Für die Durchsetzung des Verbots der Auslandsbestechung sind auch in Deutschland Anstrengungen von Politik, Justiz und Verwaltung unverzichtbar. Das seit Ende der 90er Jahre in 34 Ländern rechtswirksam gewordene Verbot hat in Deutschland bisher nur in einer Handvoll Fällen zu Strafverfahren geführt.
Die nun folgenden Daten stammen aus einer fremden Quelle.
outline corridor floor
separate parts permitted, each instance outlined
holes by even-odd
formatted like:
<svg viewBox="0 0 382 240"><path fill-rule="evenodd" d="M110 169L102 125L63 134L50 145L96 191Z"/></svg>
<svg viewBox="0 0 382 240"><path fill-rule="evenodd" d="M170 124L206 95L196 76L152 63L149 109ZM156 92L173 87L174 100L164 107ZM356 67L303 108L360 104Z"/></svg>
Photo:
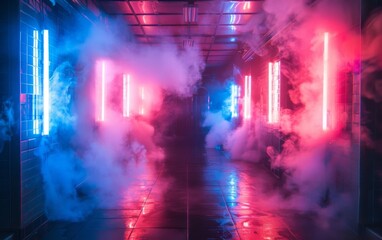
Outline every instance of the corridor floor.
<svg viewBox="0 0 382 240"><path fill-rule="evenodd" d="M280 180L260 163L183 147L130 169L117 204L83 221L49 222L33 239L357 239L345 227L318 224L312 213L266 204Z"/></svg>

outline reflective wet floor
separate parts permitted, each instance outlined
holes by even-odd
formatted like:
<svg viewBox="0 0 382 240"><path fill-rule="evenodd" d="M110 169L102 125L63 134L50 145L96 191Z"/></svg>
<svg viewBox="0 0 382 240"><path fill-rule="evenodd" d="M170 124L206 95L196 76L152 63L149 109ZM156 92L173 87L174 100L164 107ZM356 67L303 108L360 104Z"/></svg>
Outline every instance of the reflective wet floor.
<svg viewBox="0 0 382 240"><path fill-rule="evenodd" d="M262 163L173 147L161 162L127 167L118 201L101 202L83 221L49 222L34 239L357 239L345 226L317 224L315 214L266 204L280 180Z"/></svg>

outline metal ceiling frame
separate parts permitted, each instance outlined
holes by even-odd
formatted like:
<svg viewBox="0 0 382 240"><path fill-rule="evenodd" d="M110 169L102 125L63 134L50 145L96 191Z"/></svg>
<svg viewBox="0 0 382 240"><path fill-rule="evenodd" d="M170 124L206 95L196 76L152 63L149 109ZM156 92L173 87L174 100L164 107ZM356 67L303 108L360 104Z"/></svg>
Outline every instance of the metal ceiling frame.
<svg viewBox="0 0 382 240"><path fill-rule="evenodd" d="M140 42L159 44L161 39L171 38L175 44L182 47L183 41L191 38L193 41L197 40L196 44L201 46L200 50L207 65L223 65L238 52L240 38L246 33L245 30L248 31L246 29L247 22L250 21L252 16L262 12L263 1L195 1L195 5L199 7L202 5L203 7L199 9L198 19L202 18L204 21L200 22L198 20L199 22L197 23L183 22L183 11L179 8L187 5L189 1L98 0L98 3L101 9L109 16L126 17L127 24L132 28L132 32ZM255 4L251 5L251 3ZM141 5L137 7L138 5L133 6L134 4ZM126 7L123 7L124 5ZM147 5L147 12L144 12L144 10L136 11L136 9L142 8L145 5ZM158 6L160 6L159 8L162 11L158 10ZM236 9L238 6L242 7ZM171 10L166 11L166 9ZM174 9L179 11L175 12ZM151 17L150 22L141 21L142 16ZM225 22L222 23L223 16L225 17ZM242 20L243 16L246 17L244 20ZM232 20L228 17L232 18ZM171 23L171 20L174 19L176 21ZM160 20L164 20L164 23L161 23ZM209 22L208 20L211 21ZM227 21L232 22L227 23ZM147 32L148 28L151 29L150 32ZM240 31L241 29L244 29L244 31ZM224 48L224 46L227 47Z"/></svg>

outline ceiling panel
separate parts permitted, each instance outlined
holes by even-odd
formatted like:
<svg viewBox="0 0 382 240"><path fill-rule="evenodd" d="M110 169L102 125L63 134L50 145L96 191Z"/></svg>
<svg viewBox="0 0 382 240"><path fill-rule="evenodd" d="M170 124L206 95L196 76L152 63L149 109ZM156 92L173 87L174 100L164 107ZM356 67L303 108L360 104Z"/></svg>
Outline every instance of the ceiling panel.
<svg viewBox="0 0 382 240"><path fill-rule="evenodd" d="M137 15L139 23L142 25L154 25L158 24L157 15Z"/></svg>
<svg viewBox="0 0 382 240"><path fill-rule="evenodd" d="M215 26L192 25L190 26L190 33L192 35L214 35Z"/></svg>
<svg viewBox="0 0 382 240"><path fill-rule="evenodd" d="M230 56L208 56L208 60L211 61L224 61L227 60Z"/></svg>
<svg viewBox="0 0 382 240"><path fill-rule="evenodd" d="M165 1L165 2L152 2L157 13L173 13L182 14L183 6L186 5L185 2L178 1Z"/></svg>
<svg viewBox="0 0 382 240"><path fill-rule="evenodd" d="M143 26L147 35L186 35L188 33L186 26Z"/></svg>
<svg viewBox="0 0 382 240"><path fill-rule="evenodd" d="M199 48L203 49L203 50L209 50L210 46L211 46L211 44L209 44L209 43L200 43L199 44Z"/></svg>
<svg viewBox="0 0 382 240"><path fill-rule="evenodd" d="M151 43L175 43L181 44L185 37L175 37L175 36L149 36L147 37Z"/></svg>
<svg viewBox="0 0 382 240"><path fill-rule="evenodd" d="M240 35L248 30L250 30L250 28L243 25L218 26L216 35Z"/></svg>
<svg viewBox="0 0 382 240"><path fill-rule="evenodd" d="M138 20L134 15L123 15L122 18L129 23L129 25L137 25Z"/></svg>
<svg viewBox="0 0 382 240"><path fill-rule="evenodd" d="M139 22L144 25L182 25L182 15L138 15Z"/></svg>
<svg viewBox="0 0 382 240"><path fill-rule="evenodd" d="M212 44L211 50L233 50L237 49L238 45L237 44Z"/></svg>
<svg viewBox="0 0 382 240"><path fill-rule="evenodd" d="M210 51L209 55L210 56L227 56L227 55L232 55L234 50L229 50L229 51Z"/></svg>
<svg viewBox="0 0 382 240"><path fill-rule="evenodd" d="M222 60L207 60L207 65L209 66L221 66L222 64L224 64L225 61L222 61Z"/></svg>
<svg viewBox="0 0 382 240"><path fill-rule="evenodd" d="M129 1L134 12L137 14L155 14L155 6L149 1Z"/></svg>
<svg viewBox="0 0 382 240"><path fill-rule="evenodd" d="M109 14L129 14L132 13L129 5L125 1L101 2L101 7Z"/></svg>
<svg viewBox="0 0 382 240"><path fill-rule="evenodd" d="M216 35L234 35L237 31L236 25L231 26L219 26L216 29Z"/></svg>
<svg viewBox="0 0 382 240"><path fill-rule="evenodd" d="M137 37L139 43L149 43L146 37Z"/></svg>
<svg viewBox="0 0 382 240"><path fill-rule="evenodd" d="M220 24L247 24L251 17L248 14L224 14L220 18Z"/></svg>
<svg viewBox="0 0 382 240"><path fill-rule="evenodd" d="M194 39L195 42L198 42L198 43L212 43L213 42L213 38L212 37L196 37L196 36L192 36L191 38Z"/></svg>
<svg viewBox="0 0 382 240"><path fill-rule="evenodd" d="M131 31L132 31L135 35L142 35L142 34L143 34L143 31L142 31L141 26L130 26L130 29L131 29Z"/></svg>
<svg viewBox="0 0 382 240"><path fill-rule="evenodd" d="M199 1L196 3L198 6L198 13L220 13L222 11L223 3L221 1Z"/></svg>
<svg viewBox="0 0 382 240"><path fill-rule="evenodd" d="M231 35L231 36L215 36L215 43L237 43L238 42L238 35Z"/></svg>
<svg viewBox="0 0 382 240"><path fill-rule="evenodd" d="M219 23L219 18L218 14L199 14L197 22L202 25L216 25Z"/></svg>
<svg viewBox="0 0 382 240"><path fill-rule="evenodd" d="M258 13L262 10L263 1L227 1L224 2L224 13Z"/></svg>

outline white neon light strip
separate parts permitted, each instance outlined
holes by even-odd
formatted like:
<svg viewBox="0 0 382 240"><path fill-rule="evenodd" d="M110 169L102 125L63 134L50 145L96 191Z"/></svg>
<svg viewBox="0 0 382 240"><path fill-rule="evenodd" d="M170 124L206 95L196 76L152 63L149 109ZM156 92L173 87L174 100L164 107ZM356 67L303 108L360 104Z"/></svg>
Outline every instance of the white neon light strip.
<svg viewBox="0 0 382 240"><path fill-rule="evenodd" d="M244 119L251 118L251 76L245 76Z"/></svg>
<svg viewBox="0 0 382 240"><path fill-rule="evenodd" d="M144 87L141 88L141 115L145 114L145 108L144 108L144 101L145 101L145 89Z"/></svg>
<svg viewBox="0 0 382 240"><path fill-rule="evenodd" d="M268 64L268 123L280 120L280 61Z"/></svg>
<svg viewBox="0 0 382 240"><path fill-rule="evenodd" d="M239 87L236 85L236 84L232 84L231 85L231 115L233 118L236 118L238 117L238 113L237 113L237 103L238 103L238 91L239 91Z"/></svg>
<svg viewBox="0 0 382 240"><path fill-rule="evenodd" d="M50 92L49 92L49 31L43 31L43 135L49 135L50 129Z"/></svg>
<svg viewBox="0 0 382 240"><path fill-rule="evenodd" d="M37 96L39 95L39 71L38 71L38 63L39 63L39 32L37 30L33 30L33 103L32 103L32 112L33 112L33 134L40 133L40 123L38 119L38 109L37 109Z"/></svg>
<svg viewBox="0 0 382 240"><path fill-rule="evenodd" d="M237 103L238 103L238 97L239 97L239 86L237 85L234 85L234 89L233 89L233 112L232 112L232 117L238 117L238 106L237 106Z"/></svg>
<svg viewBox="0 0 382 240"><path fill-rule="evenodd" d="M268 123L273 123L272 107L273 63L268 64Z"/></svg>
<svg viewBox="0 0 382 240"><path fill-rule="evenodd" d="M280 118L280 62L273 64L273 123L278 123Z"/></svg>
<svg viewBox="0 0 382 240"><path fill-rule="evenodd" d="M328 129L328 58L329 58L329 33L324 34L323 54L323 92L322 92L322 129Z"/></svg>
<svg viewBox="0 0 382 240"><path fill-rule="evenodd" d="M130 117L130 75L123 74L123 116Z"/></svg>

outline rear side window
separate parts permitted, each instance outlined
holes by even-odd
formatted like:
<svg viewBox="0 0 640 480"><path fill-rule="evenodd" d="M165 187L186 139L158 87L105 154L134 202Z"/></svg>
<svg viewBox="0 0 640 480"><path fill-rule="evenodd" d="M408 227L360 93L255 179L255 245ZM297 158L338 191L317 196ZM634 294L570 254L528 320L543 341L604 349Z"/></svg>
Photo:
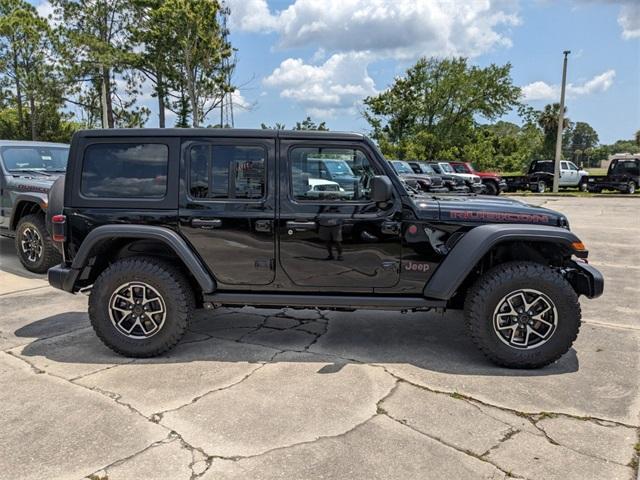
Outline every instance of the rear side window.
<svg viewBox="0 0 640 480"><path fill-rule="evenodd" d="M266 157L266 150L260 146L193 145L189 149L191 197L263 198Z"/></svg>
<svg viewBox="0 0 640 480"><path fill-rule="evenodd" d="M89 145L84 151L80 189L90 198L163 198L168 166L167 145Z"/></svg>

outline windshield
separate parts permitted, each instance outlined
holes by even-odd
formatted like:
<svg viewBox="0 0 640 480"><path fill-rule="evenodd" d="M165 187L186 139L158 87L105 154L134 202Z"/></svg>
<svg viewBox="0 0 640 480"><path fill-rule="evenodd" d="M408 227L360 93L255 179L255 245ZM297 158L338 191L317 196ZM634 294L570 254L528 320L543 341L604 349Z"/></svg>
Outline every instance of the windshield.
<svg viewBox="0 0 640 480"><path fill-rule="evenodd" d="M64 172L68 147L16 146L2 149L4 168L9 172Z"/></svg>
<svg viewBox="0 0 640 480"><path fill-rule="evenodd" d="M638 160L614 160L611 164L611 173L614 175L640 175Z"/></svg>
<svg viewBox="0 0 640 480"><path fill-rule="evenodd" d="M327 170L331 175L338 177L353 177L353 171L349 168L349 164L344 160L323 160Z"/></svg>
<svg viewBox="0 0 640 480"><path fill-rule="evenodd" d="M456 173L453 171L453 168L448 163L439 163L438 164L443 172L445 173Z"/></svg>
<svg viewBox="0 0 640 480"><path fill-rule="evenodd" d="M427 164L427 163L420 163L420 170L422 171L422 173L426 173L428 175L435 175L436 171L431 168L431 165Z"/></svg>
<svg viewBox="0 0 640 480"><path fill-rule="evenodd" d="M440 169L440 166L436 163L430 163L429 166L436 172L436 173L442 173L442 170Z"/></svg>
<svg viewBox="0 0 640 480"><path fill-rule="evenodd" d="M469 173L467 172L467 167L465 167L464 165L454 165L453 169L456 171L456 173Z"/></svg>
<svg viewBox="0 0 640 480"><path fill-rule="evenodd" d="M396 161L396 162L391 162L391 164L393 165L393 168L395 169L395 171L398 173L413 173L413 170L411 169L411 167L407 162Z"/></svg>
Auch im neuesten Lagebericht des BKA ist für 2006 nur von sieben polizeilichen Ermittlungsverfahren wegen internationaler Korruptionsverstöße die Rede.
Eine effektivere internationale Zusammenarbeit und größere Anstrengungen der Strafverfolgung sind hier ebenso anzumahnen wie das Bereitstellen der dafür notwendigen Ressourcen.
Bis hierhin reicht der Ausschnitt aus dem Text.